2. The Tribunal dismissed the appeals of the Revenue holding that there was no substance in the objection raised by the Department in view of the decision of this High Court in the case of CWT vs. Ashok K. Parikh (1981) 129 ITR 46 (Guj). In Ashok K. Parikh’s case (supra), in which this Court had taken a view, while construing cls. (i)(a) and (ii)(e) of Expln. II to r. 1D of the WT Rules, 1957 that, for the purpose of computation of the market value of the equity shares of a company, the advance tax paid under s. 210 of the IT Act, 1961 and shown on the assets side of the balance sheet of the company cannot be deducted from the tax payable, in determining whether the provision for taxation is in excess over the tax payable with reference to the book profits in accordance with the law applicable thereto within the meaning of clause (ii)(e) of Expln. II to r. 1D.
3. The dispute centres around the treatment to be given to the advance tax paid shown on the assets side of the balance sheet of the company while working out the value of the equity shares on break-up value method. At the time of making of references, this question was pending before the apex Court. Now, we have the benefit of the decision of the apex Court in Bharat Hari Singhania vs. CWT (1994) 207 ITR 1 (SC) : TC 66R.328. The Supreme Court, while construing the provisions of r. 1D of WT Rules, 1957, held that the said rule was required to be followed in every case where unquoted equity shares of a company (other than an investment company or a managing agency company) have to be valued and that all authorities under the Act including the Valuation Officer were bound by the said rule. It was further held that while valuing the unquoted equity shares under r. 1D, no deductions on account of capital gains tax which would have been payable in case the shares were sold on the valuation date, can be made. Similarly, no other deductions including provision for taxation, provident fund and gratuity are admissible. It was held that r. 1D was exhaustive on the subject.

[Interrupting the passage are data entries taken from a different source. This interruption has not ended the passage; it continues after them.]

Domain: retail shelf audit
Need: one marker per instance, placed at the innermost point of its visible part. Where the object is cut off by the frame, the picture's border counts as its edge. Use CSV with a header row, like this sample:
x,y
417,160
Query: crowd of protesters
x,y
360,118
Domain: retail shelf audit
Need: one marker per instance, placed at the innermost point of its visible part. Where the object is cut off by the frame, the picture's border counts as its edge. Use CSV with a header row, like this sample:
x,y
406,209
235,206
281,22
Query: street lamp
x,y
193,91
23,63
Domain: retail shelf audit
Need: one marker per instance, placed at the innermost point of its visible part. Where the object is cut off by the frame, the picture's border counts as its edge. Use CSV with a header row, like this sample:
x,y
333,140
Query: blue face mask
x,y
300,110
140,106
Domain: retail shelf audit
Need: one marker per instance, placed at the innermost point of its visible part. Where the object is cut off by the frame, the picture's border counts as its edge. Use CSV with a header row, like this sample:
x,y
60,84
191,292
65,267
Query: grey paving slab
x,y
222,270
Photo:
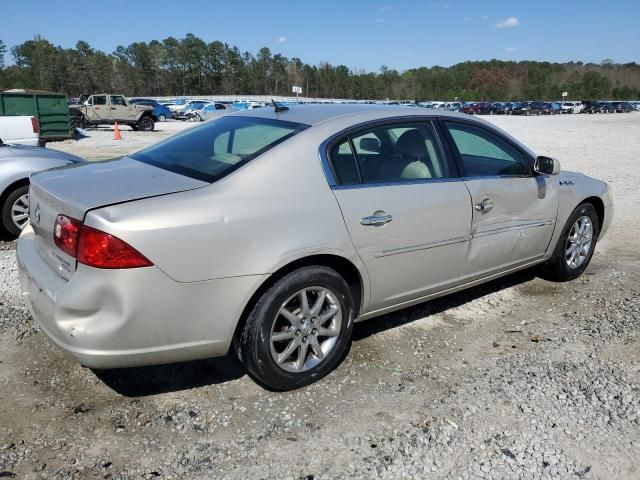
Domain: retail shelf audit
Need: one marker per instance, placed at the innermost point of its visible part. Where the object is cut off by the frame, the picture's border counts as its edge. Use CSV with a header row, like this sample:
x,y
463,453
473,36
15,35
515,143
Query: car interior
x,y
388,154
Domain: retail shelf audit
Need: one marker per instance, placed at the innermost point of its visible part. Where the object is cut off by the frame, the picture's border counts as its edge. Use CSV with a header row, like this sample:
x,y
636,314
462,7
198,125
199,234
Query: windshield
x,y
219,147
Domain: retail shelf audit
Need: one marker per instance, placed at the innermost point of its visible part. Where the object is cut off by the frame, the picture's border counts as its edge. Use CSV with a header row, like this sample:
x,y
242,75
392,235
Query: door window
x,y
486,154
392,153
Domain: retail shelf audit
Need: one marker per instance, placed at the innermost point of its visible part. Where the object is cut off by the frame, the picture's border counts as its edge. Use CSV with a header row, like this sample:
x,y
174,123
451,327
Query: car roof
x,y
350,113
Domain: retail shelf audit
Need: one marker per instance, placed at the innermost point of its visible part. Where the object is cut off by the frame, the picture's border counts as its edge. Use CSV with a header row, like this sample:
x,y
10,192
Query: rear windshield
x,y
218,147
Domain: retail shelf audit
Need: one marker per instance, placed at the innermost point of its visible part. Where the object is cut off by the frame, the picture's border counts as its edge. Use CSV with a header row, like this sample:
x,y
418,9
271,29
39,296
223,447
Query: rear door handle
x,y
378,219
484,206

4. The Supreme Court while construing the provisions of the said r. 1D r/w Expln. II(ii)(e) of the said Rules held that, truly speaking, the advance tax paid is not really an asset, but, the proforma of balance sheet in Sch. VI to the Companies Act, 1956 requires it to be shown as such. If was held that what clause (i)(a), of the said Explanation did was to remove the said amount from the list of assets for the purpose of r. 1D. It is then that clause (ii)(e), which speaks of liabilities, says that only that amount which is still remaining to be paid shall be treated as a liability on the valuation date. If in the provision for taxation made in the column of liabilities in the balance sheet, the amount of advance tax already paid is again shown as a liability, it will not be treated as a liability. The advance tax paid had already gone out of the profits and been debited in the account books of the company. It was held that this was the true function of both the sub-clauses. The Supreme Court in the process accepted the view of Andhra Pradesh, Karnataka, Punjab & Haryana High Courts and differed from the view taken by the Gujarat High Court in CWT vs. Ashok K. Parikh’s case (supra).
5. In view of the decision of the Supreme Court in Bharat Hari Singhania vs. CWT case (supra), the question referred to this Court is answered in the negative in favour of the Revenue and against the assessee. The references stand disposed of, accordingly, with no order as to costs.